Benjamin Franklin was a writer, printer, inventor, and statesman.  Perhaps most importantly for the focus of this blog, in 1731 he founded the first American lending library — the predecessor to the public library.  He published Poor Richard’s Almanack from 1732-57, and I’ll reflect on some of the proverbs from these publications — all of which have broad applicability but which I’ll try to focus on archival work.

“How few there are who have courage enough to own their Faults, or resolution enough to mend them!”

Admitting fault is a very big ask for most human beings, but in the archival world, we need to find a way to acknowledge our mistakes — be they sins of commission or omission — and immediately set about finding ways to improve our procedures and policies.  Our work is too important to allow for pride (or intransigence) to get in the way of doing things the right way.

“What you would seem to be, be really.”

There’s a lot of talk in the archival world about best practice, but we don’t always practice what we preach.

“To-morrow I’ll reform, the fool does say; To-day itself’s too late; — the wise did yesterday.”

Archival preservation seems to be a long game, which unfortunately sometimes lulls people into thinking that change need only come slowly, but reforms need to be initiated sooner rather than later.

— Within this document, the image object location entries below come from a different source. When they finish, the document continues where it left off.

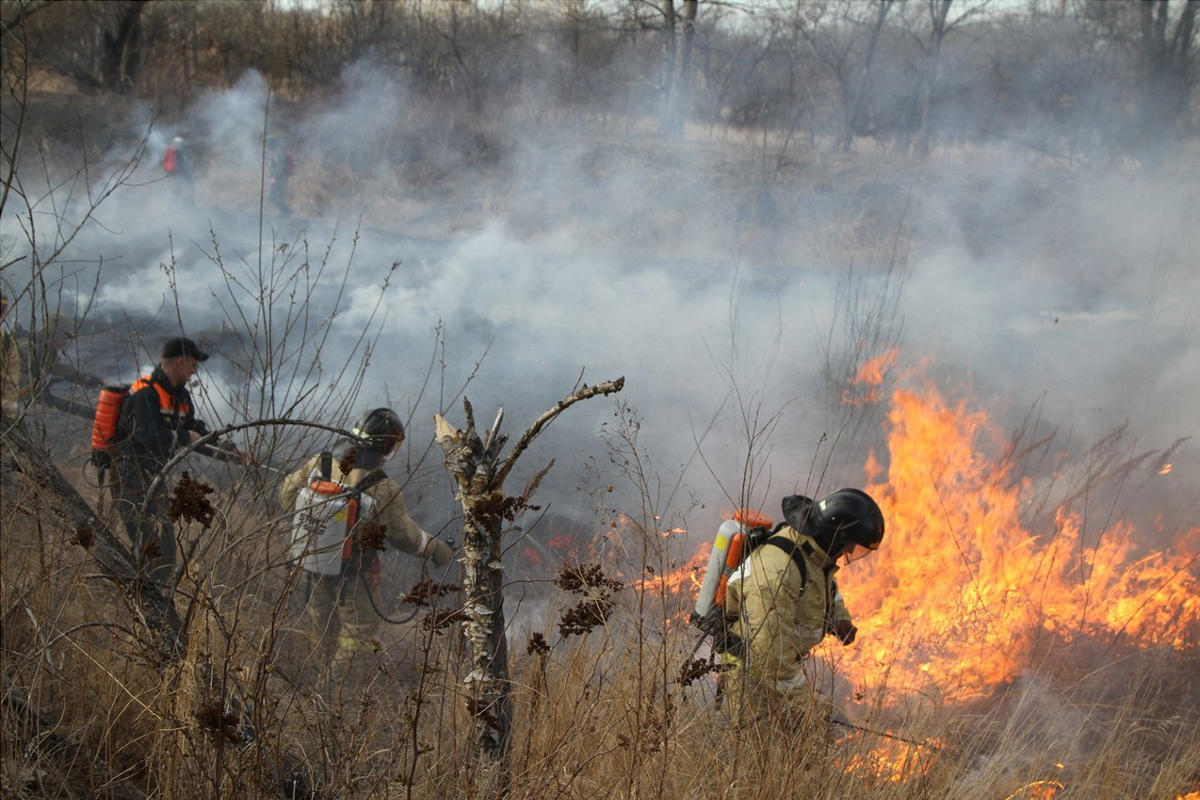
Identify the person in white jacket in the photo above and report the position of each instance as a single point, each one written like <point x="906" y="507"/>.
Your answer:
<point x="342" y="611"/>
<point x="784" y="600"/>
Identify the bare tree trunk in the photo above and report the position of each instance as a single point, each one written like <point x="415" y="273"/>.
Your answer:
<point x="479" y="471"/>
<point x="679" y="86"/>
<point x="852" y="122"/>
<point x="939" y="10"/>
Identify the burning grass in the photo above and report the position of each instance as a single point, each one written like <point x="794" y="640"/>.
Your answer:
<point x="997" y="659"/>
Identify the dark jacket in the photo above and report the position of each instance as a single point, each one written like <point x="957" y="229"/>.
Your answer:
<point x="155" y="420"/>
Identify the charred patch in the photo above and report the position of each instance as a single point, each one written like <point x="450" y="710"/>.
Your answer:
<point x="83" y="536"/>
<point x="190" y="501"/>
<point x="216" y="721"/>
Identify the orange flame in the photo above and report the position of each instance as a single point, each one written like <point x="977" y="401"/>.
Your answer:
<point x="955" y="600"/>
<point x="892" y="761"/>
<point x="863" y="388"/>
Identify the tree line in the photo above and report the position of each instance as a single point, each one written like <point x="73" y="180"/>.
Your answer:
<point x="1054" y="74"/>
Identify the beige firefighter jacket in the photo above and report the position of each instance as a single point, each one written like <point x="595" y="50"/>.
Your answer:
<point x="779" y="615"/>
<point x="389" y="509"/>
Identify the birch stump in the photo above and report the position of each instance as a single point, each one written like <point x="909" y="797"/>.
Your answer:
<point x="479" y="469"/>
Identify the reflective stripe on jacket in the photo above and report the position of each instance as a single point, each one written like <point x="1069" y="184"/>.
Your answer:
<point x="779" y="615"/>
<point x="156" y="419"/>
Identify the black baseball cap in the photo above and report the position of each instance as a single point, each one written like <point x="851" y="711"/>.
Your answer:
<point x="183" y="346"/>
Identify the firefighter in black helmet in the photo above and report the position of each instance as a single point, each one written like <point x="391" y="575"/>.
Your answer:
<point x="786" y="602"/>
<point x="342" y="609"/>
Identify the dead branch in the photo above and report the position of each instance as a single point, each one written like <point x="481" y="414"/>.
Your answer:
<point x="606" y="388"/>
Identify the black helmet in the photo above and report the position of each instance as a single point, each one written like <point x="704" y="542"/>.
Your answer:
<point x="850" y="519"/>
<point x="379" y="428"/>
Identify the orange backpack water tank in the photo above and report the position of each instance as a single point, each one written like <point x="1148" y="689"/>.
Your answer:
<point x="108" y="410"/>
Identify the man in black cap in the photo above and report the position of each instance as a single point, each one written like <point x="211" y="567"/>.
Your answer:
<point x="156" y="420"/>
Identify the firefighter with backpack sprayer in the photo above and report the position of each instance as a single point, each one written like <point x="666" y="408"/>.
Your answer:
<point x="339" y="499"/>
<point x="136" y="432"/>
<point x="781" y="599"/>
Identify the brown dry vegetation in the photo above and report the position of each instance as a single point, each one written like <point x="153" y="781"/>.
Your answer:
<point x="90" y="710"/>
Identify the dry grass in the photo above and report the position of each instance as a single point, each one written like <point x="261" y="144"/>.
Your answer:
<point x="600" y="714"/>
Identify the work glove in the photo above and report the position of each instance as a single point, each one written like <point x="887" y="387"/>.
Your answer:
<point x="438" y="552"/>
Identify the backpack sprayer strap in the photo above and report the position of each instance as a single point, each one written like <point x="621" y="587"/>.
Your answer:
<point x="796" y="552"/>
<point x="718" y="624"/>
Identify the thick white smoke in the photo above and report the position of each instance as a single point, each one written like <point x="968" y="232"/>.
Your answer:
<point x="565" y="258"/>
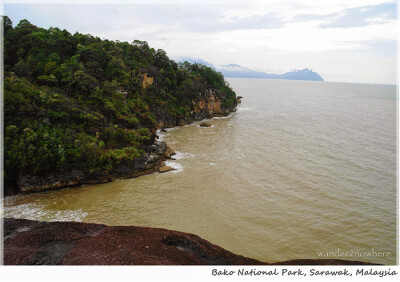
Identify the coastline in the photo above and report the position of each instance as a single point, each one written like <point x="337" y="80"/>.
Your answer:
<point x="153" y="161"/>
<point x="28" y="242"/>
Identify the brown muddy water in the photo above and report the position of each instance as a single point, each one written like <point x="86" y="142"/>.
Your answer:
<point x="301" y="170"/>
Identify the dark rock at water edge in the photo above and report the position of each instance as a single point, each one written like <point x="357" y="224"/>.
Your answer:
<point x="205" y="124"/>
<point x="143" y="165"/>
<point x="28" y="242"/>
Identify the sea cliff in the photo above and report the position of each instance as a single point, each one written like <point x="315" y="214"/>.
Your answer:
<point x="87" y="110"/>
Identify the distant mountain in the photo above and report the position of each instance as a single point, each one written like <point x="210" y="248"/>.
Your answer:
<point x="236" y="71"/>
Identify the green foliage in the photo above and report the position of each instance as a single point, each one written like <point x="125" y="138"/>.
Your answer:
<point x="77" y="101"/>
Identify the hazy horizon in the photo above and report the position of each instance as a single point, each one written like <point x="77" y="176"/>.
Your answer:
<point x="343" y="41"/>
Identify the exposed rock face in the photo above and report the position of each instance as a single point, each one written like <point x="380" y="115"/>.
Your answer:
<point x="147" y="81"/>
<point x="146" y="164"/>
<point x="29" y="242"/>
<point x="205" y="124"/>
<point x="165" y="168"/>
<point x="207" y="105"/>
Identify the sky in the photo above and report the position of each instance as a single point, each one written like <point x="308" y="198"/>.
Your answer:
<point x="342" y="40"/>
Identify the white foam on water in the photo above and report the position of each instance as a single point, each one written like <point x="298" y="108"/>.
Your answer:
<point x="182" y="155"/>
<point x="244" y="109"/>
<point x="175" y="165"/>
<point x="34" y="211"/>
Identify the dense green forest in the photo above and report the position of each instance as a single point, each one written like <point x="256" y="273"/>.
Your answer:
<point x="79" y="102"/>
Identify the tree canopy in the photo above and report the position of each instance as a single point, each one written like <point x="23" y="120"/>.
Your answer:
<point x="77" y="101"/>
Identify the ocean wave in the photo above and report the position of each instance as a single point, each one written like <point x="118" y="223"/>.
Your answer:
<point x="175" y="165"/>
<point x="34" y="211"/>
<point x="181" y="155"/>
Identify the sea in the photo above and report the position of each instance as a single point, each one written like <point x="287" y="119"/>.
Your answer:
<point x="302" y="170"/>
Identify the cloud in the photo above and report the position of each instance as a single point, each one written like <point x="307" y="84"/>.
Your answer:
<point x="361" y="16"/>
<point x="273" y="35"/>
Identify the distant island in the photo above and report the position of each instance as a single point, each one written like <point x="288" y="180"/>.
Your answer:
<point x="237" y="71"/>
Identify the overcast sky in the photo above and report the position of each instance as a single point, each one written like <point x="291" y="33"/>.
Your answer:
<point x="342" y="40"/>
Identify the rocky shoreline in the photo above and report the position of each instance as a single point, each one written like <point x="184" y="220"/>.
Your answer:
<point x="152" y="161"/>
<point x="28" y="242"/>
<point x="207" y="106"/>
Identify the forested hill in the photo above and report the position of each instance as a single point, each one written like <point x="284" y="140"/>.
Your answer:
<point x="78" y="102"/>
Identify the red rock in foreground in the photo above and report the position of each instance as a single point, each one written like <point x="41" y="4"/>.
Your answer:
<point x="28" y="242"/>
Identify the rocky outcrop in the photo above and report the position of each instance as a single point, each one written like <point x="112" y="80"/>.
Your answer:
<point x="205" y="124"/>
<point x="147" y="80"/>
<point x="29" y="242"/>
<point x="165" y="169"/>
<point x="150" y="162"/>
<point x="206" y="105"/>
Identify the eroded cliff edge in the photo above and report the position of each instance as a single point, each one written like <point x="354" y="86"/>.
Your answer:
<point x="28" y="242"/>
<point x="206" y="105"/>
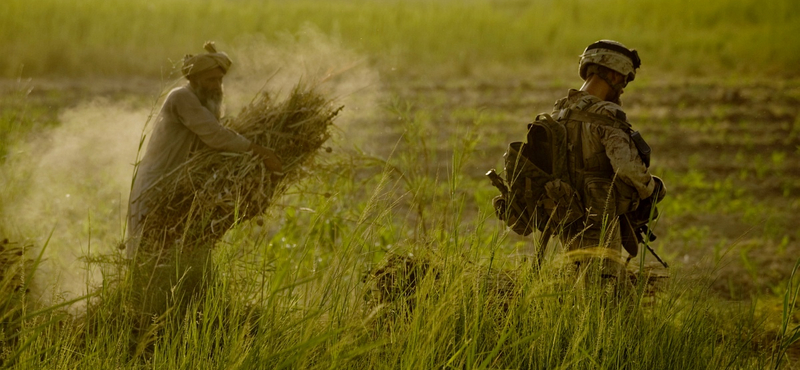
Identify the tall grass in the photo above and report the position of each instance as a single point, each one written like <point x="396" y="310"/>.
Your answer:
<point x="129" y="38"/>
<point x="295" y="296"/>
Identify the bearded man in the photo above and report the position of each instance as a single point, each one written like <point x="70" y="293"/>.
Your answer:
<point x="188" y="121"/>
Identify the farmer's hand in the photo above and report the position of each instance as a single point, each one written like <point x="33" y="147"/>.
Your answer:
<point x="271" y="161"/>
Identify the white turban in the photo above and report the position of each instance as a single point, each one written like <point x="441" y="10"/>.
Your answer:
<point x="193" y="64"/>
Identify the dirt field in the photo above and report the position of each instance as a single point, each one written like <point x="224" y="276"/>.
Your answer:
<point x="729" y="153"/>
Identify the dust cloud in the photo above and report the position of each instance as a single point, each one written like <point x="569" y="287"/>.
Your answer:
<point x="74" y="180"/>
<point x="315" y="59"/>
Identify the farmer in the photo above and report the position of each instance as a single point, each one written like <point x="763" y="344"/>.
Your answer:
<point x="164" y="274"/>
<point x="607" y="166"/>
<point x="188" y="121"/>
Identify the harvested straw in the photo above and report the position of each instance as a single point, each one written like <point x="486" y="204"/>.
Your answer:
<point x="200" y="200"/>
<point x="396" y="280"/>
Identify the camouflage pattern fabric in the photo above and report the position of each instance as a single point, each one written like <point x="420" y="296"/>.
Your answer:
<point x="614" y="178"/>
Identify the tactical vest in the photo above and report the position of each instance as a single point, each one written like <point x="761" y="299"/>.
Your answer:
<point x="548" y="176"/>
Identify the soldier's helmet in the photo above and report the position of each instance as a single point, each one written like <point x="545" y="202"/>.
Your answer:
<point x="612" y="55"/>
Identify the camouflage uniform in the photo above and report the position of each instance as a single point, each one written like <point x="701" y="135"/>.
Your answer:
<point x="612" y="177"/>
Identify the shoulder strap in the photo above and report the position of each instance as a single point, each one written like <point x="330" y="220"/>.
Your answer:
<point x="583" y="116"/>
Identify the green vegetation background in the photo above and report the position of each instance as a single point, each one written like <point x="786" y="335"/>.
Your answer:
<point x="292" y="295"/>
<point x="132" y="38"/>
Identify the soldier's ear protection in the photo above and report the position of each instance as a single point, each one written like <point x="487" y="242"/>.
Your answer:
<point x="632" y="54"/>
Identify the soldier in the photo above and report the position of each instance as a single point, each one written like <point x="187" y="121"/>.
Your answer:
<point x="606" y="164"/>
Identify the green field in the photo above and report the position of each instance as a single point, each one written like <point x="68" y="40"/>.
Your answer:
<point x="433" y="92"/>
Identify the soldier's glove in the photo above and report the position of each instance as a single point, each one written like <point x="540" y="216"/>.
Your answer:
<point x="660" y="191"/>
<point x="647" y="207"/>
<point x="499" y="204"/>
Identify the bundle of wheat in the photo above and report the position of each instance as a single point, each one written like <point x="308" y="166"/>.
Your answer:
<point x="200" y="200"/>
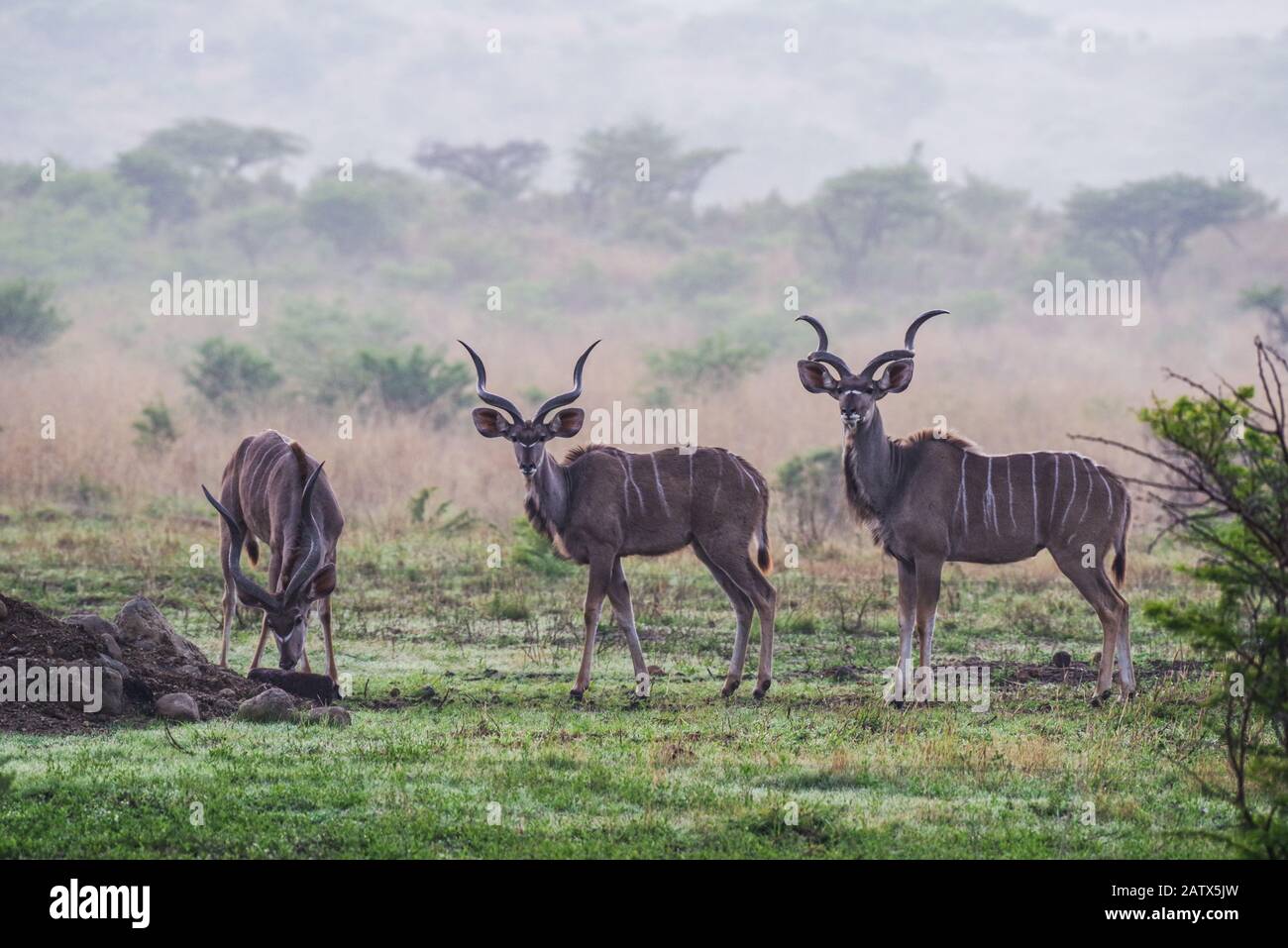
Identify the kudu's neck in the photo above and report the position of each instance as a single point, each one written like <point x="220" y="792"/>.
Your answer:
<point x="871" y="466"/>
<point x="549" y="494"/>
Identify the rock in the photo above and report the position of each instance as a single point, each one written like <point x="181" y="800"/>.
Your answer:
<point x="317" y="687"/>
<point x="178" y="706"/>
<point x="142" y="626"/>
<point x="333" y="716"/>
<point x="97" y="625"/>
<point x="266" y="707"/>
<point x="114" y="693"/>
<point x="108" y="662"/>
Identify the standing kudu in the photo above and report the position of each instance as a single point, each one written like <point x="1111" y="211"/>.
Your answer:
<point x="273" y="491"/>
<point x="931" y="500"/>
<point x="603" y="504"/>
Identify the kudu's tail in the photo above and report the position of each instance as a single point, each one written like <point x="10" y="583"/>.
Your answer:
<point x="763" y="557"/>
<point x="1121" y="544"/>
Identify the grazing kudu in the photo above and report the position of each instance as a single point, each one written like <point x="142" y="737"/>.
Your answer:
<point x="932" y="498"/>
<point x="601" y="504"/>
<point x="273" y="491"/>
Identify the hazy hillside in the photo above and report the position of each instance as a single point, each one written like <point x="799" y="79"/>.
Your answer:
<point x="1000" y="89"/>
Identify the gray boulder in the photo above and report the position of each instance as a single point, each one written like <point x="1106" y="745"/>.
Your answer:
<point x="178" y="707"/>
<point x="99" y="626"/>
<point x="114" y="693"/>
<point x="266" y="707"/>
<point x="141" y="625"/>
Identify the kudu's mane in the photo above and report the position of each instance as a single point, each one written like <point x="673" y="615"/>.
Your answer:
<point x="928" y="434"/>
<point x="862" y="505"/>
<point x="540" y="518"/>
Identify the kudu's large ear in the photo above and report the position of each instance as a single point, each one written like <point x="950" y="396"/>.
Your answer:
<point x="896" y="378"/>
<point x="816" y="377"/>
<point x="489" y="423"/>
<point x="321" y="583"/>
<point x="567" y="423"/>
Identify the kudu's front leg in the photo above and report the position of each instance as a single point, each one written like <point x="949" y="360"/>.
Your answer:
<point x="902" y="685"/>
<point x="274" y="574"/>
<point x="619" y="595"/>
<point x="927" y="601"/>
<point x="600" y="576"/>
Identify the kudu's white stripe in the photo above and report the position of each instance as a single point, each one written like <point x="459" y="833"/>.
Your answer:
<point x="1108" y="489"/>
<point x="962" y="501"/>
<point x="1055" y="492"/>
<point x="630" y="475"/>
<point x="1010" y="493"/>
<point x="990" y="498"/>
<point x="1033" y="471"/>
<point x="715" y="497"/>
<point x="1073" y="467"/>
<point x="661" y="491"/>
<point x="1090" y="488"/>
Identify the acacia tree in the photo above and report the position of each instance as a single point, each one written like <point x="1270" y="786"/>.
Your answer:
<point x="859" y="210"/>
<point x="1151" y="220"/>
<point x="505" y="170"/>
<point x="606" y="167"/>
<point x="218" y="149"/>
<point x="1223" y="460"/>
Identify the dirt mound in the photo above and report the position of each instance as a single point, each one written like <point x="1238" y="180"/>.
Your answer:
<point x="141" y="656"/>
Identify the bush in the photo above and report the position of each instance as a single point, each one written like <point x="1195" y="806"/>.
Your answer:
<point x="704" y="273"/>
<point x="812" y="494"/>
<point x="1224" y="487"/>
<point x="715" y="361"/>
<point x="357" y="218"/>
<point x="439" y="518"/>
<point x="27" y="317"/>
<point x="156" y="432"/>
<point x="415" y="382"/>
<point x="227" y="373"/>
<point x="536" y="554"/>
<point x="316" y="339"/>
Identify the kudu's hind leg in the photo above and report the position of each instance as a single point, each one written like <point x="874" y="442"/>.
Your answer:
<point x="600" y="578"/>
<point x="325" y="618"/>
<point x="742" y="608"/>
<point x="1111" y="609"/>
<point x="230" y="605"/>
<point x="927" y="603"/>
<point x="901" y="689"/>
<point x="734" y="561"/>
<point x="619" y="595"/>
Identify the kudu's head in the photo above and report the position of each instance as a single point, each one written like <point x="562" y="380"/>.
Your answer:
<point x="858" y="394"/>
<point x="529" y="437"/>
<point x="287" y="610"/>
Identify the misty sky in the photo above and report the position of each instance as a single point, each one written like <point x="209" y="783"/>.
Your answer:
<point x="1000" y="89"/>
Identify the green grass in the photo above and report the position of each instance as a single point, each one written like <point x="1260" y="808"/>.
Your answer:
<point x="501" y="764"/>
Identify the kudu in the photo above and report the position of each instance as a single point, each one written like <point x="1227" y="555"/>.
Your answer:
<point x="273" y="491"/>
<point x="601" y="504"/>
<point x="934" y="498"/>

“Hide not your Talents, they for use were made: What’s a Sun-Dial in the Shade?”

Even with all of the conferences and publications out there, I still worry that people are doing great archival work that is not widely known.  We need to keep working on better ways to share greatness.

“Learn of the skilful: He that teaches himself, hath a fool for his master.”

I’ve previously written about the state of archival education, and I worry that the growing demand for graduate education has lulled workplaces into believing that candidates arrive at positions polished enough for any job.  Instead, I think the masters of the field still need to take the lead in passing along their practical wisdom to those new to the field.

“Be always ashamed to catch thyself idle.”

Definitely not archives-specific, but a thought I wish all would embrace!

“You may delay, but Time will not.”

This statement could have originated in a workshop on digital preservation.  Especially with electronic records, there’s no time to craft perfect policies and procedures while the data already in our possession has not been properly protected.

“Forewarn’d, forearm’d.”

I wholeheartedly believe that many of life’s difficulties can be anticipated and, therefore, addressed with planning.  Archivists need to embrace the idea of being proactive rather than reactive.

“Diligence overcomes Difficulties, Sloth makes them.”

Another universal truth — but given the attention to detail required of proficient archivists, this one called to be included.

“Think of three Things — whence you came, where you are going, and to Whom you must account.”

This encompasses three things significant to archivists — history, planning, and accountability.

Lastly, one of Franklin’s 13 virtues — “Order: Let all your things have their places.  Let each part of your business have its time.”

This provides a succinct summation of the work of archival arrangement.